Paseando por el Duero

Martes, 16 de noviembre 2021, 14:09

Dice la etimología que cultura viene de cultivo; culto es, por tanto, el que cultiva. Lo dice la etimología y lo dice, también, el sentido común. Uno de los mayores logros del ser humano a lo largo de su historia ha sido el tomar de la tierra más de lo que ésta era capaz de ofrecer por sí sola. Trabajar la tierra y hacerla producir fue, en el pasado, sinónimo de superioridad. En consecuencia, los pueblos avanzados, conocedores de la agricultura, eran tenidos por cultos, mientras los desconocedores del trabajo agrícola eran atrasados, incultos. Pero ocurre muchas veces que el sentido de las palabras se pierde con el paso de los años, los siglos o los milenios.
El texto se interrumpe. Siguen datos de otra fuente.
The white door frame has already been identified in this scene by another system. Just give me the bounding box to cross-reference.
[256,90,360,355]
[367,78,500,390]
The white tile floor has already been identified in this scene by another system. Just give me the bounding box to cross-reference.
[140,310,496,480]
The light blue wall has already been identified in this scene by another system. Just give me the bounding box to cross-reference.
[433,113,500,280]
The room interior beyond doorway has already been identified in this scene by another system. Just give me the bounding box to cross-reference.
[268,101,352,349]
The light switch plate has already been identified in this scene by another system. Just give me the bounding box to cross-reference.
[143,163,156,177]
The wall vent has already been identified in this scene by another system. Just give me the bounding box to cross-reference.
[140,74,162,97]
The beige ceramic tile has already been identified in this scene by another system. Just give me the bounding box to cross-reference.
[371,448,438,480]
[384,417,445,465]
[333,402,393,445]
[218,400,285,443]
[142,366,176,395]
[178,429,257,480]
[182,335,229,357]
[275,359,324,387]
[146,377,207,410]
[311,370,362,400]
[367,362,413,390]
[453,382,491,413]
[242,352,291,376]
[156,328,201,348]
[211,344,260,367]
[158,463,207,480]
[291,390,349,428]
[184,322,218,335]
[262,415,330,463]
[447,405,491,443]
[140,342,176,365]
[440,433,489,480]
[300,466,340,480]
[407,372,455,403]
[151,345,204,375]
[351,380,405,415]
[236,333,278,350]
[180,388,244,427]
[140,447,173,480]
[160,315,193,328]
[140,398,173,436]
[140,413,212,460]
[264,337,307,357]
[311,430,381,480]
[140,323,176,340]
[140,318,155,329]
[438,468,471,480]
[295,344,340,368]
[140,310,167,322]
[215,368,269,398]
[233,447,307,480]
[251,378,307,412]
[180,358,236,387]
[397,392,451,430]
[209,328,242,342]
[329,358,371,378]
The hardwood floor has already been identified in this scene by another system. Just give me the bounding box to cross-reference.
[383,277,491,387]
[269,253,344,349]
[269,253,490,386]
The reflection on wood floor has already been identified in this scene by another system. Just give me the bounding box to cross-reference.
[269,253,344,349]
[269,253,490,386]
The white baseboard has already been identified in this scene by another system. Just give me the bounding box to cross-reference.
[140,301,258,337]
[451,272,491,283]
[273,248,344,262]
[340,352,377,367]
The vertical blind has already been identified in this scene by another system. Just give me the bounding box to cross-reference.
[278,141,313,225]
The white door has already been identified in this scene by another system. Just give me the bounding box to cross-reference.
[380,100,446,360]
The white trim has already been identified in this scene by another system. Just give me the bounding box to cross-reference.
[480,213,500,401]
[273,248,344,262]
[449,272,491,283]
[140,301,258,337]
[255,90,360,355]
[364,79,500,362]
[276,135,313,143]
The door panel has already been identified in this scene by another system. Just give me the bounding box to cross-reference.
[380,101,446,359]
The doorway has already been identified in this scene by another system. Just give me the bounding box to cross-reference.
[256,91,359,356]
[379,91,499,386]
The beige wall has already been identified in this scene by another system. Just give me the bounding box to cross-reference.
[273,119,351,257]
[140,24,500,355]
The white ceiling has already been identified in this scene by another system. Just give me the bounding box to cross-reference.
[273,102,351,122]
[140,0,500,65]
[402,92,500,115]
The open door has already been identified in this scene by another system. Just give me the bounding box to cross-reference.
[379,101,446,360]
En el momento en que la agricultura fue práctica común de la mayoría de los pueblos, el cultivar la tierra se convirtió en un trabajo inferior al de cultivar el conocimiento y la razón. Pero cultivar y arañar a la madre tierra el sustento fue, y sigue siendo, cultura. Cultivar es conocer la tierra, es conocer la naturaleza, es conocer las estaciones y el clima, es conocer el frío y el calor, la noche y el día. El que trabaja la tierra, la ama y la entiende. Y trabajando y amando la tierra llega uno a hacerse tan culto como el que descubre en el firmamento una nueva constelación. El universo del agricultor es su terruño; y sus estrellas son sus frutos.
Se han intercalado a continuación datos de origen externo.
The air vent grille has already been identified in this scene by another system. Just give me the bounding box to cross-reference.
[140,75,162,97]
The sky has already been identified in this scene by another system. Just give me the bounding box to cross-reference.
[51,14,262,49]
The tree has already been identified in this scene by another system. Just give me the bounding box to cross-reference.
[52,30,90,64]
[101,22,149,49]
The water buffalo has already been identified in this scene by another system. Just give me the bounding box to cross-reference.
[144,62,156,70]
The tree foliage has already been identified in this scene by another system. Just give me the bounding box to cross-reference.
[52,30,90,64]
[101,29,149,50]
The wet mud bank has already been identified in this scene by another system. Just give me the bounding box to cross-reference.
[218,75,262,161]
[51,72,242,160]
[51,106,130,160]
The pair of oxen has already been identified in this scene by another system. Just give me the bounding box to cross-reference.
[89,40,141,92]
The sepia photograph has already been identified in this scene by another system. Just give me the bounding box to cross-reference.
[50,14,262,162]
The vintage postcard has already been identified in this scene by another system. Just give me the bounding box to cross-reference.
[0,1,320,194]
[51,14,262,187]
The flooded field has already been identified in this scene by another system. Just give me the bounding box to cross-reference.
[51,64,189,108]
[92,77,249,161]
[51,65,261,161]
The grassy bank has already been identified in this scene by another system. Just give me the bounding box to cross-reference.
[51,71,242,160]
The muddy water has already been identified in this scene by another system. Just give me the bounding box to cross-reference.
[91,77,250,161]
Para imbuirnos de esa cultura hemos llevado a cabo, junto a otros compañeros, un viaje por las orillas del Duero, desde la provincia de Soria hasta los Arribes zamoranos, traspasando incluso la raya divisoria que traza el río para llegar hasta Miranda de Douro en Portugal. Camino Soria, hemos cruzado por lugares tan emblemáticos como la llamada «Milla de Oro del Vino» en la provincia de Valladolid, donde se arraciman, entre otras, bodegas tan emblemáticas como Abadía Retuerta, Arzuaga, Teófilo Reyes, Vega Sicilia o Pago de Carraovejas, y lo hicimos cuando apenas había amanecido y el cielo se mostraba incendiado, mágico, con siluetas fantasmagóricas, como la que nos ofrecía el Castillo de Peñafiel, centro neurálgico de la Ribera del Duero. Y ya alboreando con la luz del sol en el horizonte, pudimos disfrutar del juego cromático que ofrece el viñedo en esta época del año, mostrando un auténtico abanico de colores. Así hasta llegar a la soriana Bodega Dominio de Atauta, levantada como atalaya a cerca de 1000 metros de altura sobre un extenso valle que constituye un autentica joya, vitivinícola y etnográfica, de suelos arenosos y arcillosos, donde el enólogo Jaime Suárez nos hizo partícipes de una magistral cata de sus añadas más sobresalientes. La siguiente parada fue en la Bodega Dominio del Pidio, en la localidad burgalesa de Quintana del Pidio, una bodega subterránea como aquellas profundidades misteriosas en las que pareciera que el vientre de la tierra se habria desbordado en un oleaje de apacible vino, que dormía en cemento en el silencio monacal (la bodega perteneció al Convento de Santo Domingo de Silos), envuelto en esa penumbra fermentada del vino. Tres son los tipos que elaboran, tinto, blanco, rosado, en los que un factor es común: todos han de llevar en algún porcentaje la variedad Albillo, incluido el tinto y el rosado, que también contienen Tinta Fina.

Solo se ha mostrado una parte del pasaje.